Investors took Friday’s report to suggest that the Federal Reserve would raise interest rates and take other measures to slow the economy, in order to force inflation to ease.
Tokyo’s Nikkei 225 index fell 2.6 percent to 27,088.86 and Hong Kong’s Hang Seng fell 2.6 percent to 21,245.99. In South Korea, the Kospi fell 2.8% to 2,524.52, while the Shanghai Composite Index fell 1% to 3,252.58.
Markets in Australia are closed for the holidays.
On Friday, the S&P 500 sank 2.9% to lock in its ninth losing week in the last 10 years, and a drop in bond prices sent Treasury yields to their highest level in years. The Dow Jones Industrial Average fell 2.7 percent, and the Nasdaq Composite fell 3.5 percent.
Rising expectations are that the Fed will raise its key short-term interest rates to half a percent in each of its next three meetings starting next week. In September, it was the third time in recent weeks that there has been a debate among investors. Only once since 2000 has the Fed increased that amount in the last month.
Rising prices and expectations of Fed policy have pushed the two-year Treasury yields to their highest level since 2008 and the S&P 500 is down 18.7% from a record set in early January. The biggest losers have been high-tech technology stocks, corrupt currencies and other big winners in the early days of epidemics. Losses are now increasing as retailers and others warn of impending profits.
Since the onset of the epidemic, record low interest rates set by the Fed and other central banks have helped keep investment prices high. Now the “easy mode” for investors is being shut down. As higher interest rates make borrowing more expensive, dragging down the costs and investments of households and companies, there is also a risk that the Fed could push the economy into recession.
Investors fear that food and fuel costs could continue to rise, regardless of how aggressive the Fed moves, partly because of the Ukraine crisis, which is a major loser for the world. There is basketball.
Another report on Friday found that consumer sentiment was worsening than economists expected. Early studies at the University of Michigan were largely due to rising petrol prices.
On Saturday, a gallon of regular gas exceeded the national average of $ 5, according to the AAA Auto Club.
This raises a number of profit warnings from retailers, indicating that US buyers are slowing down or at least adjusting their spending due to inflation. Such spending is central to the US economy.
The two-year Treasury yield rose to 3.05% after a report of inflation from 2.83% at the end of Thursday, a major step for the bond market.
10-year production also increased, but not as dramatically as two-year production. It rose to 3.19% early Monday, 3.15% on Friday and 3.04% on Thursday. This is its highest level since 2018.
The narrowing of the gap between the two products indicates that investors in the bond market are more concerned about economic growth. In general, the gap is wider, 10-year yields are higher because they require investors to close their dollars longer.
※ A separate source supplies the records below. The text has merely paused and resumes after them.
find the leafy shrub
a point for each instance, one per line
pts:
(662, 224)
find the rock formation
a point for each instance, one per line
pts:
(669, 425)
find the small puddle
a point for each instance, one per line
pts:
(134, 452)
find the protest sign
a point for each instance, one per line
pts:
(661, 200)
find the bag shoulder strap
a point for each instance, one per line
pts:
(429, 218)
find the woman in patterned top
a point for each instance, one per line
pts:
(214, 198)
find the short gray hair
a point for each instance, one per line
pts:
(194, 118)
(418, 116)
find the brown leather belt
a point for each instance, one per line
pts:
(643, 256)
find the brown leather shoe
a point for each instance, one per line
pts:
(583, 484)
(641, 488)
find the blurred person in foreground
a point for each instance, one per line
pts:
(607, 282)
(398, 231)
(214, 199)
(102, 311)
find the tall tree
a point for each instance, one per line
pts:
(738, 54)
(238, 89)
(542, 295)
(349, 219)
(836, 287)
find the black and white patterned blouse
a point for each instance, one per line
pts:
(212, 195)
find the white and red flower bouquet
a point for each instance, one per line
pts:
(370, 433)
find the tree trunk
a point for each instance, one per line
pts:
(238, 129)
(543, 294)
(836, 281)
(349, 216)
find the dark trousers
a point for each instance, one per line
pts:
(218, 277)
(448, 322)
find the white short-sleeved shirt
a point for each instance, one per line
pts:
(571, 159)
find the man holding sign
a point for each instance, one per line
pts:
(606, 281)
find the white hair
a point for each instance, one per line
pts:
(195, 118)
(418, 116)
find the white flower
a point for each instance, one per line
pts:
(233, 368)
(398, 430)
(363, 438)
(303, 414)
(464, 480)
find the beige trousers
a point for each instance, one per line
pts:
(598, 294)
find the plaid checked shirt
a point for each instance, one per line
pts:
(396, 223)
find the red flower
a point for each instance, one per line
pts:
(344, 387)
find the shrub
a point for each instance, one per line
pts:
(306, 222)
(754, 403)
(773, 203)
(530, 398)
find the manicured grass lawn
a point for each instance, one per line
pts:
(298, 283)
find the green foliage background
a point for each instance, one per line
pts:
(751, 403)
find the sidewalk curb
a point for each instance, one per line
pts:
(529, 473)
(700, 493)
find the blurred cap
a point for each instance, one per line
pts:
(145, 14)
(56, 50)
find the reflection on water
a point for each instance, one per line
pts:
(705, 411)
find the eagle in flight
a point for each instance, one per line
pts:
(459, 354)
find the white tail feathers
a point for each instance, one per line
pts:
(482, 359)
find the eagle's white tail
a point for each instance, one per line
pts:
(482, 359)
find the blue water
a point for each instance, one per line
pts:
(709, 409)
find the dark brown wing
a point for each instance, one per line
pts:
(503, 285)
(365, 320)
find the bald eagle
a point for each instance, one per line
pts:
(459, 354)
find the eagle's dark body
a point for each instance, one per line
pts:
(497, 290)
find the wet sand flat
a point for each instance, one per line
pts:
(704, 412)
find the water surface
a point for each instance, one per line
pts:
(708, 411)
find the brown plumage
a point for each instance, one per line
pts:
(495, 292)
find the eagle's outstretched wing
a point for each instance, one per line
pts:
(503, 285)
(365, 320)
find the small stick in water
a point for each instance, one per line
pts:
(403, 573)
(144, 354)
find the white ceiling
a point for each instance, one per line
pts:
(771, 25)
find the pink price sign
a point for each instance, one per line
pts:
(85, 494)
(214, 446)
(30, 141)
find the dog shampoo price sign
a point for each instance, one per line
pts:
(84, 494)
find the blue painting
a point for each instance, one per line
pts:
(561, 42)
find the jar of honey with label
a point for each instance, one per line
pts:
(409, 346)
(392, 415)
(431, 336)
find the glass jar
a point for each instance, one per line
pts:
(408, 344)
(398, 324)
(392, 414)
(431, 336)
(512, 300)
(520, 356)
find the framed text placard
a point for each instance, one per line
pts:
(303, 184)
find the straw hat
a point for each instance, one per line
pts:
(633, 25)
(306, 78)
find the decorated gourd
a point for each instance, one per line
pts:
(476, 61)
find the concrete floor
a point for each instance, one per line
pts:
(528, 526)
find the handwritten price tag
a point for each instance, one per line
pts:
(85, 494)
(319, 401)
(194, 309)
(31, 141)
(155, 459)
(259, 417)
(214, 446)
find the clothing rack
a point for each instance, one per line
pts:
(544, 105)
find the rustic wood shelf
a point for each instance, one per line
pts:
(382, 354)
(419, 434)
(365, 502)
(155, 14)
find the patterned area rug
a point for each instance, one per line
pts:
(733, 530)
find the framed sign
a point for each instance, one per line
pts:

Two-year yields over 10-year yields would be a signal to some investors that a recession could occur in a year or two.
Elsewhere, benchmark US crude traded down $ 2.11 to 8 118.56 a barrel in electronic trading on the New York Mercantile Exchange. It fell 84 cents to .6 120.67 on Friday.
The benchmark price for international trade, Brent crude, rose from $ 2.13 to 9 119.88 a barrel.
The dollar rose from 134.37 yen to 134.81 Japanese yen. The euro fell from $ 1.0518 to 0 1.0493.